A CUDDINGTON grandmother’s close encounters with Colombian drug mafia and giant anacondas in the Amazon jungle has formed the inspiration behind her second book.

El Dorado and the Amazon, written by Ruth Elliott-Smith, is inspired by her experiences in Colombia during the terror reign of drug lord, Pablo Escobar.

Ruth said: “My work took me to some of the world’s most dangerous places and now I embellish my real-life experiences with fast-moving fictional tales of money, murder and revenge to turn them into the thrillers I love to write.

“I like to show my readers that life is full of adventure if they want it and that we all have stories to tell. I hope mine will inspire as many as possible to venture out and write their own.”

El Dorado and the Amazon is about 1980s Colombia at the height of the cocaine mafia’s power; a story of gold, greed, passion and betrayal.

Ruth fled from the Colombian cocaine mafia in 1988 at a time when there were eight murders a day in Medellin, drug capital of the world.

In the Amazon jungle she swam with piranhas, was stalked by a giant anaconda and hunted alligators by night, and uses these experiences to add authenticity to her book.

Ruth’s first book, “The Sword – Blood Demands Blood” is a tale of war, kidnap and terrorism in the Middle East where Ruth worked in the 1960s, surviving cross-border shell fire, a mortar bomb attack and an accidental venture into a minefield.

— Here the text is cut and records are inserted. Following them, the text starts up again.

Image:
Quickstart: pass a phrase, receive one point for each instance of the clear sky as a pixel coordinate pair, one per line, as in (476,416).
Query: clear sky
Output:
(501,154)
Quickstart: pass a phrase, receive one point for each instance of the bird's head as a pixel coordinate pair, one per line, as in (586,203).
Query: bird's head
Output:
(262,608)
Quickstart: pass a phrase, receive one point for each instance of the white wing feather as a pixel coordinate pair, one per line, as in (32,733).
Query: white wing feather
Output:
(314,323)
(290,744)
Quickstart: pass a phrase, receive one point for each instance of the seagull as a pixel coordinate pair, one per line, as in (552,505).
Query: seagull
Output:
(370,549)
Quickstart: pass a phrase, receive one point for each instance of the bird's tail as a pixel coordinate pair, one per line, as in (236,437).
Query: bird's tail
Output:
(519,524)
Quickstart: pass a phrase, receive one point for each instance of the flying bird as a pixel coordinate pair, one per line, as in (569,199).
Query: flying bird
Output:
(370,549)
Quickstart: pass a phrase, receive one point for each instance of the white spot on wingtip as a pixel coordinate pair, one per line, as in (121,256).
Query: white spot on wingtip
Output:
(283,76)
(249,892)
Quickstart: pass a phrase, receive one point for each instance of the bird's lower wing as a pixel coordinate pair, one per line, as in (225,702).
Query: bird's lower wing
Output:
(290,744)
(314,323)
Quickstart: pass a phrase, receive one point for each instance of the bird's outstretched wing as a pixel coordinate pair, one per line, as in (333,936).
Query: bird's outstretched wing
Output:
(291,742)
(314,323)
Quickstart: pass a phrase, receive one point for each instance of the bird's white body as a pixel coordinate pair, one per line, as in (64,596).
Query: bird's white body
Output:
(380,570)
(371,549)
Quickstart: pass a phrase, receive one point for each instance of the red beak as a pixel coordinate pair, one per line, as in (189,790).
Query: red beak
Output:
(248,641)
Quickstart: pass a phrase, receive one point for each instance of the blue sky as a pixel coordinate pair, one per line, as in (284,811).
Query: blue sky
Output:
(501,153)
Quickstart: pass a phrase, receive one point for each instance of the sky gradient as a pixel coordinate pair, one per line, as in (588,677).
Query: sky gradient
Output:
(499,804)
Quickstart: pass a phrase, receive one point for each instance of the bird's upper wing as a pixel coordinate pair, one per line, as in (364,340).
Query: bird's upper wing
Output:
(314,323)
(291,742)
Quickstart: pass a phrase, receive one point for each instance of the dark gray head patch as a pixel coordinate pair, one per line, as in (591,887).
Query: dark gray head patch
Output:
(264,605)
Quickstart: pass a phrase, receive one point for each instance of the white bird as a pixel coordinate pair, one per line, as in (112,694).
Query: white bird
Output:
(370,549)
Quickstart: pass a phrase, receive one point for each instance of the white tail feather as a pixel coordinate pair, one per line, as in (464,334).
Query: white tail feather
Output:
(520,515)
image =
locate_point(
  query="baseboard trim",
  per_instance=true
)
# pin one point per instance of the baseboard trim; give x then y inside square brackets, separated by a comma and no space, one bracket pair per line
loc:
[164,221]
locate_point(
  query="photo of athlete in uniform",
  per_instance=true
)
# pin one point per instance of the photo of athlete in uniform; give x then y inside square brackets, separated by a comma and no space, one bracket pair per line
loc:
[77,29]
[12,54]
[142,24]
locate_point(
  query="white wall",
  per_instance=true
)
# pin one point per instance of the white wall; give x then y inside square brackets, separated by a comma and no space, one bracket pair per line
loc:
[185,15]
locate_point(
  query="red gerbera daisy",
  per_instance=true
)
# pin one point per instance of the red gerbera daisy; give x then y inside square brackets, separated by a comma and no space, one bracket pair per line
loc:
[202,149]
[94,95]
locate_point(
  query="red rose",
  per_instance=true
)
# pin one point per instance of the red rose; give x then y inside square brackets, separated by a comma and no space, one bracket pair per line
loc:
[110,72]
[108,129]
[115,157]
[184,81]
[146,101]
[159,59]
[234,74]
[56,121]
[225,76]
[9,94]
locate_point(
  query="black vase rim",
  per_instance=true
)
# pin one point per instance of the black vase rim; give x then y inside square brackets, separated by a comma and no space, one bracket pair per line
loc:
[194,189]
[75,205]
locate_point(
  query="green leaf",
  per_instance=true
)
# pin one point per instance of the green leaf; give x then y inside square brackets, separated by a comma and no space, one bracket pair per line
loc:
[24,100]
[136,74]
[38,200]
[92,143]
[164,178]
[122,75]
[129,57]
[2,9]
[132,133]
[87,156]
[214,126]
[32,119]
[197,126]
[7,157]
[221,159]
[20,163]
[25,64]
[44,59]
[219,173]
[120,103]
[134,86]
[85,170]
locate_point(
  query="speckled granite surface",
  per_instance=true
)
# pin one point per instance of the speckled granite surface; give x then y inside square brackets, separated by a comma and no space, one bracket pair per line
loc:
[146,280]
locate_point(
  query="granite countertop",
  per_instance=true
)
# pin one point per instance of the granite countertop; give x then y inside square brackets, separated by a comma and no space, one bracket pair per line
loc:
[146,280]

Published last summer it is already internationally successful, selling in the UK, USA, Canada and Japan.

Ruth trained on her local newspaper, The Walsall Observer in 1963 and went on to work in Fleet Street for the Sunday Express and later for both ITV and BBC news.

She worked in the media for 20 years before settling in Cheshire, where she built her own house, raised two daughters as a single mum and now has three grandchildren.